Objective: Severe airways obstruction and bronchiolitis obliterans have been reported in microwave popcorn production workers and attributed to inhalation of flavoring agents. We investigated whether exposure to flavoring agents is associated with airways inflammation in popcorn production workers.
Methods: Fifty-nine workers with high exposures and 22 patients with low exposures to flavoring vapors completed a questionnaire, spirometry, and sputum induction. Sputum cell counts were categorized as “high” if greater than (and “low” if less than or equal to) the median cell counts of a healthy external control group (n = 24). We compared high- and low-exposure groups as well as all workers with control subjects.
Results: Neutrophil concentrations in nonsmoking workers were significantly higher than those of the healthy nonsmoking control group (p < 0.05). The smoking-adjusted odds ratio for high neutrophil count (> 1.63 × 105/mL) was 3.8 (95% confidence interval, 1.3 to 11.5) in the high-exposure group compared with the low-exposure group.
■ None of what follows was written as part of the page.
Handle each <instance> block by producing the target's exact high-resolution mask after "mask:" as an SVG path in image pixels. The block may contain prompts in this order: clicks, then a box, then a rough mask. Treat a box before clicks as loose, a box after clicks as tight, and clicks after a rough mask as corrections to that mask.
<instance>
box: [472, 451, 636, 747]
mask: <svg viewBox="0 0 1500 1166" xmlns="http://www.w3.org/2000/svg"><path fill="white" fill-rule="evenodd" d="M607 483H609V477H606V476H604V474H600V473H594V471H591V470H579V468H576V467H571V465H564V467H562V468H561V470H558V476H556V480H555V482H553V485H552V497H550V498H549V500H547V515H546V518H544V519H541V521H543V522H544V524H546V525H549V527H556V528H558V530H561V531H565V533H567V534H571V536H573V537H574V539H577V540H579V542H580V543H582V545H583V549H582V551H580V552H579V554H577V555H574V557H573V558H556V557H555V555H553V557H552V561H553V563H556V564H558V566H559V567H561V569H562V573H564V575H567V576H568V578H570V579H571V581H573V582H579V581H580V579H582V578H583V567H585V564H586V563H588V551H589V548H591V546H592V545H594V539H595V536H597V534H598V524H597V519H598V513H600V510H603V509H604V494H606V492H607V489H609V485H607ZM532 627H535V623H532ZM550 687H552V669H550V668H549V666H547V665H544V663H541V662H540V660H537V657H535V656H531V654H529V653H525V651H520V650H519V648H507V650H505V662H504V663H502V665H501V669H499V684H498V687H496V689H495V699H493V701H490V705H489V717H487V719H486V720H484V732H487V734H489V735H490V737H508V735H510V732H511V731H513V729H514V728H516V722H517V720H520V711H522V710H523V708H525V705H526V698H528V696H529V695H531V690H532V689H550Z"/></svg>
Sputum interleukin-8 and eosinophil cationic protein levels were higher in high-exposure workers than in low-exposure workers (p < 0.05). For the worker group, mean values of FEV1 percentage of predicted and FEV1/FVC percentage of predicted were > 95%. There were no relationships between sputum characteristics and the presence of airways obstruction.
Conclusions: High exposure to popcorn flavoring agents is associated with neutrophilic airway inflammation in popcorn production workers. These data provide further evidence that popcorn production workers face a significant occupational hazard through exposure to flavoring agents.